From April 1, Finnair will dedicate aircraft with flat-bed seats in Business Class to flights to Tokyo and New York, and from May 1 to Beijing and Seoul.
As of June 1 the Finnair Business Class flat-bed seat allocation will also extend to the aircraft operating the airline’s routes linking Helsinki with Hanoi, Hong Kong, Nagoya, Osaka and Shanghai.
The new seats are a result of Finnair’s €29 million ($40 million) program to retrofit most of its widebody fleet of Airbus A330-300 and Airbus A340-300 aircraft.
Finnair’s Zodiac Seats UK Vantage Business Class seats – already in use on the airline’s four newest Airbus A330-300 widebodies – are designed so each provides a fully flat bed of up to 200 centimeters (79 inches), with shoulder room of 58 centimeters (23 inches).
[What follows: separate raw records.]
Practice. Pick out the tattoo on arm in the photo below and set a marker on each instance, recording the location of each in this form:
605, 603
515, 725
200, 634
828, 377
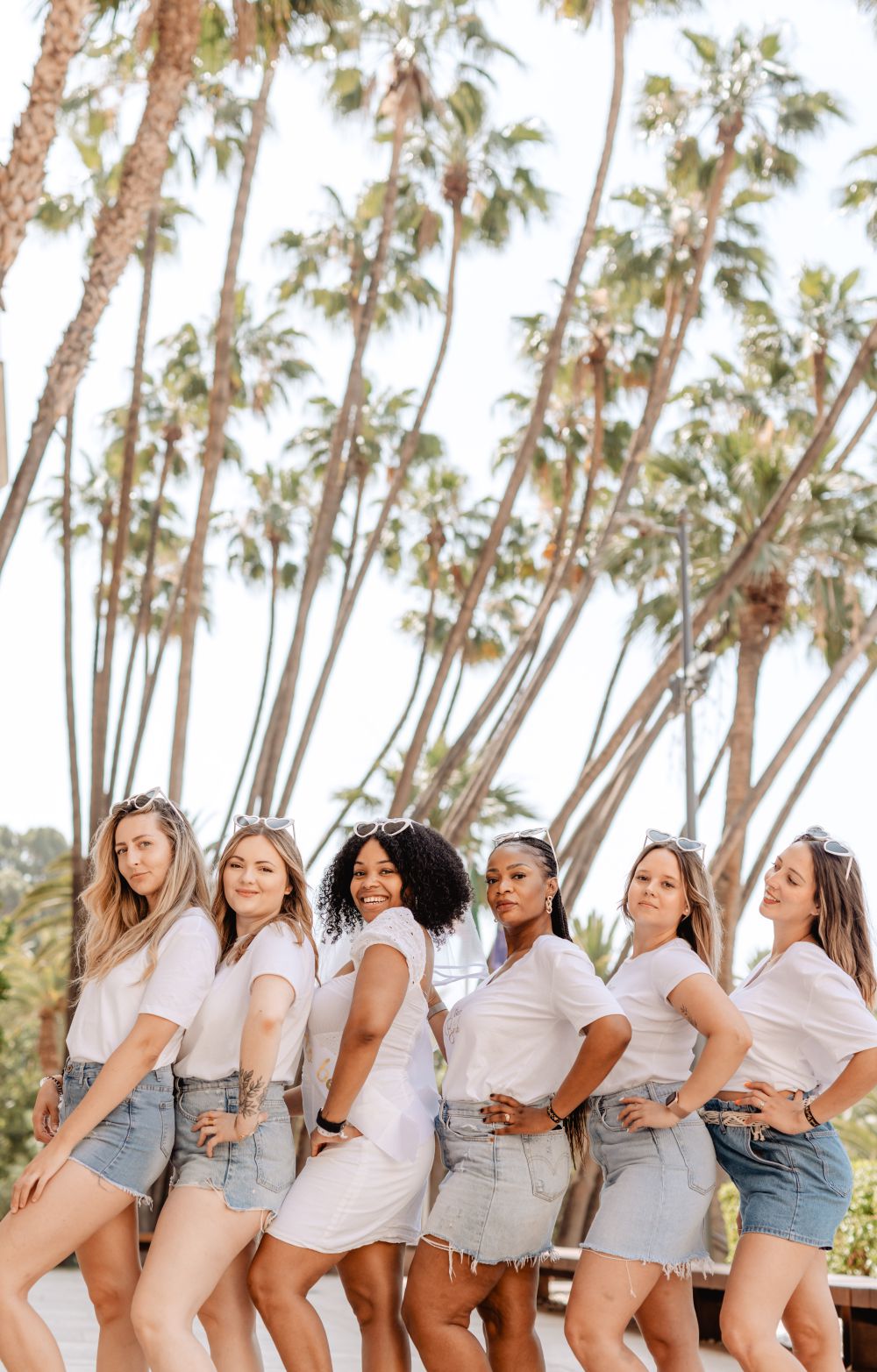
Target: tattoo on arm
688, 1015
252, 1092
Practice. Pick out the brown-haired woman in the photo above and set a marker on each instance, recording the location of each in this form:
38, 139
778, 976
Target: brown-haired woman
233, 1155
653, 1150
148, 956
814, 1054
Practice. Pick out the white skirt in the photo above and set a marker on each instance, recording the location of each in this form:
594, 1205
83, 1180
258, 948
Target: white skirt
354, 1194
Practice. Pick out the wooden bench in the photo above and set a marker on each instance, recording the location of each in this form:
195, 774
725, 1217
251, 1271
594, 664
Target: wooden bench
855, 1301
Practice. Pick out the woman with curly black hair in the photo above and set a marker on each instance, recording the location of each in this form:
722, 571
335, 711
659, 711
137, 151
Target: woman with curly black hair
398, 885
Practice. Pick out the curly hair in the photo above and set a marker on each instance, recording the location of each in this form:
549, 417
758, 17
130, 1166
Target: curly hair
435, 885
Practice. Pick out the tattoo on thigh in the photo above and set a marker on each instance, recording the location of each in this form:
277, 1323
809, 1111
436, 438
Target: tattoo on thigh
252, 1092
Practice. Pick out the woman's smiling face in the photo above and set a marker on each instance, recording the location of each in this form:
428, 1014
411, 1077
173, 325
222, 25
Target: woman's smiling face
375, 884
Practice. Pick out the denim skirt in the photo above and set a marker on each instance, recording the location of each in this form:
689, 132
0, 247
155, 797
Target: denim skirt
252, 1175
794, 1185
131, 1148
656, 1184
501, 1195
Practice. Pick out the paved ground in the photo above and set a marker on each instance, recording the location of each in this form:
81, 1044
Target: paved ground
62, 1301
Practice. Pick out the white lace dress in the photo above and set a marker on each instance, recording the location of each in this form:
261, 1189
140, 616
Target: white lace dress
371, 1189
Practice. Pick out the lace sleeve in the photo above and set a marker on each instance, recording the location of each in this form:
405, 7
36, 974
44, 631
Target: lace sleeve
398, 929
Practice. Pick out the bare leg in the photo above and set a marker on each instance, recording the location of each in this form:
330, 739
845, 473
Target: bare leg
372, 1282
811, 1320
228, 1318
281, 1277
33, 1240
437, 1309
765, 1275
508, 1313
668, 1326
196, 1238
605, 1294
110, 1262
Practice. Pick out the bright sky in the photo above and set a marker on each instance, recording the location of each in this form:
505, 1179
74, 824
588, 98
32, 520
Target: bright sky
564, 84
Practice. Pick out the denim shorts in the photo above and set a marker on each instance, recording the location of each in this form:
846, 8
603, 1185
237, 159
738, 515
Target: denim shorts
252, 1175
795, 1185
656, 1184
131, 1148
501, 1195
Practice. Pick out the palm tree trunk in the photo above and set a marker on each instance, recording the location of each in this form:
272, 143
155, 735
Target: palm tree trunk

Each fully adjustable seat also comes with an individual reading light, adjustable head rest, mood lights and a range of in-flight entertainment options.
“We believe that full-flat seats are the new quality standard for long-haul business travel,” says Allister Paterson , Finnair’s chief commercial officer. “A promise of comfort and quality to key business destinations will help make Finnair a very compelling option in business travel, particularly between Europe and Asia.”
After the full-flat retrofit program is complete, all but three of Finnair’s long-haul Airbus fleet will have full-flat seats in Business Class, the only exceptions being three older A340-300s due for retirement from the Finnair fleet in 2015.
According to Finnair, aircraft maintenance or other technical reasons may mean designated full-flat routes still being served from time to time by these older aircraft, which feature angled lie-flat seating in Business Class.
These three A340-300s will be the first to be removed from the fleet as Finnair begins taking delivery in 2015 of 11 Airbus A350-900 widebodies it has ordered.
Finnair currently operates eight Airbus A330-300s and seven A340-300s in its widebody fleet, which serves a network of 15 long-haul destinations in Asia and North America.
The 11 A350-900s Finnair has on firm order (it has also optioned eight more) are due for delivery beginning in the second half of 2015.
According to Finnair, these aircraft will help the airline double its revenue from Asian destinations by 2020. Finnair will be the first European airline to fly the Airbus A350 XWB.